Leisure

Anatomy of a Fall is an autopsy of a marriage story

Published November 15, 2023


Courtesy of Les Films Pelléas

On paper, Justine Triet’s Anatomy of a Fall (Anatomie d’une chute, 2023) sounds like a film you’ve seen before. First, the husband or wife dies under mysterious circumstances; second, the surviving spouse maintains their innocence; third, the investigating detective and/or lawyer intervenes, and the rest of the film follows a cat-and-mouse procedural with some instances of dubious morality scattered throughout the film.

These three components form the foundation of Anatomy of a Fall. The title of the film is a good overview: the husband, Samuel (Samuel Theis) falls to his death from the top of a two-story home. Then, we track the descent of the remaining characters as the wife Sandra (Sandra Hüller) tries to prove her innocence while taking care of her son Daniel (Milo Machado Graner).  Joined by the lawyer Vincent (Swann Arlaud), the three grapple with grief and, perhaps, their own complicity in the murder.

But there’s something deeper here: a more accurate title would be Anatomy of a Marriage. The film starts like a murder mystery, but gradually it discloses the more intimate, painful details of a family. When all our flaws, failings, and mental health are on display, we can be viewed as monsters. Though the marriage is put on trial, the real verdict speaks to something far more universal: we are only human. No one’s personal life can be necessarily judged in the binary delineations of good or bad, innocent or guilty, truth-teller or liar. 

Most of Anatomy of a Fall is in English, despite winning the prestigious Palme d’Or—first prize—at the annual Cannes Film Festival in France. English is the linguistic compromise for German-French couple Sandra and Samuel, but is nonetheless not the native tongue of any of the film’s characters, leaving the viewer at a chilly arm’s distance. The real lingua franca here is the court system, which acts as an imperfect conciliation for moral judgements. The structure of Anatomy itself rests on the razor-thin line between justice and the other side of the law. Sooner or later, we find that we cannot put blind faith in the law, or even in institutional systems like marriage or the family. Sometimes all we can do is what humans always do: fall. 

The clever thing that Anatomy of a Fall does is that everything Sandra does contains two sides to it. Sometimes Triet shows her in moments of  such tenderness—snuggled under the blankets with her dog at the foot of the couch and her son tucked under her head—that it seems impossible that Sandra could have murdered Samuel. Other times, we see this flame flash in Sandra’s eyes when she hears Samuel’s voice through the case recordings.

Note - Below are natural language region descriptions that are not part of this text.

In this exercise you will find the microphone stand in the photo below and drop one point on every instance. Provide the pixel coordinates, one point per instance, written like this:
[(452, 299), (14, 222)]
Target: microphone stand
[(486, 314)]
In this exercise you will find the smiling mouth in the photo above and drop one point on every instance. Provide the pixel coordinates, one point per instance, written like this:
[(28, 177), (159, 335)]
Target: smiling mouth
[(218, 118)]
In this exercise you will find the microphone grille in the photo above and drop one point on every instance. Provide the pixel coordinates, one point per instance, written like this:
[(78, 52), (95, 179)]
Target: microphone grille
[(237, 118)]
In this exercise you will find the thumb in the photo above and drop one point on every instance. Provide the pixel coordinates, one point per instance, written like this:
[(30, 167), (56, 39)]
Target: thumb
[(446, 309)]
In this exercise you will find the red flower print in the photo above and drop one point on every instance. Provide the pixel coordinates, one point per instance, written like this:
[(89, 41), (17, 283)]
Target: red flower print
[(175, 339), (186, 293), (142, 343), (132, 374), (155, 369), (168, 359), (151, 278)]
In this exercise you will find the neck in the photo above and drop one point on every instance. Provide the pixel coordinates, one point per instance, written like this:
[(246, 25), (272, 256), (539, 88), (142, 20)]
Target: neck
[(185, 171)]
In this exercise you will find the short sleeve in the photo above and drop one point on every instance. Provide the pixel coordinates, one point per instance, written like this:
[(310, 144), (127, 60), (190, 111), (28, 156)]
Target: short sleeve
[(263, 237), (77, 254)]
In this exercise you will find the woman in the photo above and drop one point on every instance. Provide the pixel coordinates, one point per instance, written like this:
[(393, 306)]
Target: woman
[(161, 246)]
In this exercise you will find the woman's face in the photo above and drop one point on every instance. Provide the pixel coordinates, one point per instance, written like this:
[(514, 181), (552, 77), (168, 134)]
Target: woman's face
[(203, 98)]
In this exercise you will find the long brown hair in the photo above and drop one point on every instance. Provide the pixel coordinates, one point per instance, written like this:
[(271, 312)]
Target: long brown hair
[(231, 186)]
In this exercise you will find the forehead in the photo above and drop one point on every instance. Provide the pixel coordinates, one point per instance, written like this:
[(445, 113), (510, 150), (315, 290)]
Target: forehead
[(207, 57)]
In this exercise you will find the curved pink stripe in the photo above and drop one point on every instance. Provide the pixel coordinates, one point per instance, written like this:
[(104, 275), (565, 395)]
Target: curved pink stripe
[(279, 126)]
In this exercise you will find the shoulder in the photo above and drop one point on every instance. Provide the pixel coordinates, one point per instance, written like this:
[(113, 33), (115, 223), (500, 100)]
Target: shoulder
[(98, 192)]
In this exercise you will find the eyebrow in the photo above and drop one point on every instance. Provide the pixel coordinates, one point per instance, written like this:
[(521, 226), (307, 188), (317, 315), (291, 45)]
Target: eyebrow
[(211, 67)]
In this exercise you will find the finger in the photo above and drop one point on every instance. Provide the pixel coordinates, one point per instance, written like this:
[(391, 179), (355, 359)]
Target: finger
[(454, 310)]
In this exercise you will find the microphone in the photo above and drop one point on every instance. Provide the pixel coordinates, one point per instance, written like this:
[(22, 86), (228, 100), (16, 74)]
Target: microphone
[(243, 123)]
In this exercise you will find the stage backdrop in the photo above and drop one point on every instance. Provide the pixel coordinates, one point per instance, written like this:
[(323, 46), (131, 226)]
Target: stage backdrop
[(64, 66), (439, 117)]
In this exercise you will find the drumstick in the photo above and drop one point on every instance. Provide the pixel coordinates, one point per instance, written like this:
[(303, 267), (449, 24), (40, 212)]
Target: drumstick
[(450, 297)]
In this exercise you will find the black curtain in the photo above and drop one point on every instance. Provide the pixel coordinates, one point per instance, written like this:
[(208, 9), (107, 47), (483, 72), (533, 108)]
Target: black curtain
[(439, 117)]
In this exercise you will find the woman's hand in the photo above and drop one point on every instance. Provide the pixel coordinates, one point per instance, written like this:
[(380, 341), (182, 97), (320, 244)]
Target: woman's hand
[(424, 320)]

Is it simply frustration about the case, or something darker? Triet’s intention here, however, is not to keep us guessing but to simply have us experience someone’s humanity to the fullest degree. 

Aside from the intellectual and moral components of the film, there are a thousand intricate details within Anatomy of a Fall that make it a gorgeous, meditative watch—above all in its sensory work, thanks to Simon Beaufils’s cinematography. Set up in the Swiss Alps, there are moments of blinding, pure white snow that act as almost a cleansing for both the characters and the audience; other scenes, in the court case or the home, are lit in such dark relief that they represent a sort of metaphorical dungeon.

In one beautiful second during the film, Sandra and Vincent are both standing near a bonfire laughing, but it is not the laughter of joy—it is laughter at the conclusion of a tragedy. Warmth hits both of their faces, and for a brief moment in time they look young again: no wrinkles, gray hair, or burdens of life. Arland and Huller both shine in this performance as we as viewers take witness to a brief romance that is nothing more than a bad idea. They know it, you know it; but sometimes these things happen regardless of rational thought. They shine for that split second near the dying bonfire, and then Beaufils takes us back to reality. Back in the Alps, we see Daniel’s face: youthful in physical form, but with eyes like a prophet’s, unseeing and forever haunted. Beaufils likes to play with lights and age, and Daniel is consistently shot in dark, moody angles that make him appear more mature than he actually is, while the adults in the film are often taken out of the darkness and into the light.

After leaving the theater, with two-and-a-half hours of the remains of a marriage behind me, a certain memory overcame me. I thought back to those optical illusions you see as a kid. The ambiguous image. The wife and the mother-in-law. The rabbit and the duck. We can only see one of the realities at a time, but they exist simultaneously. She killed her husband. She didn’t kill her husband.

Anatomy of a Fall is a gorgeous magic trick. By design, every new scenario, behavior, response, facial expression, and every new piece of evidence can fit either narrative. Both women are there. Both animals are there. It depends on what you want to see.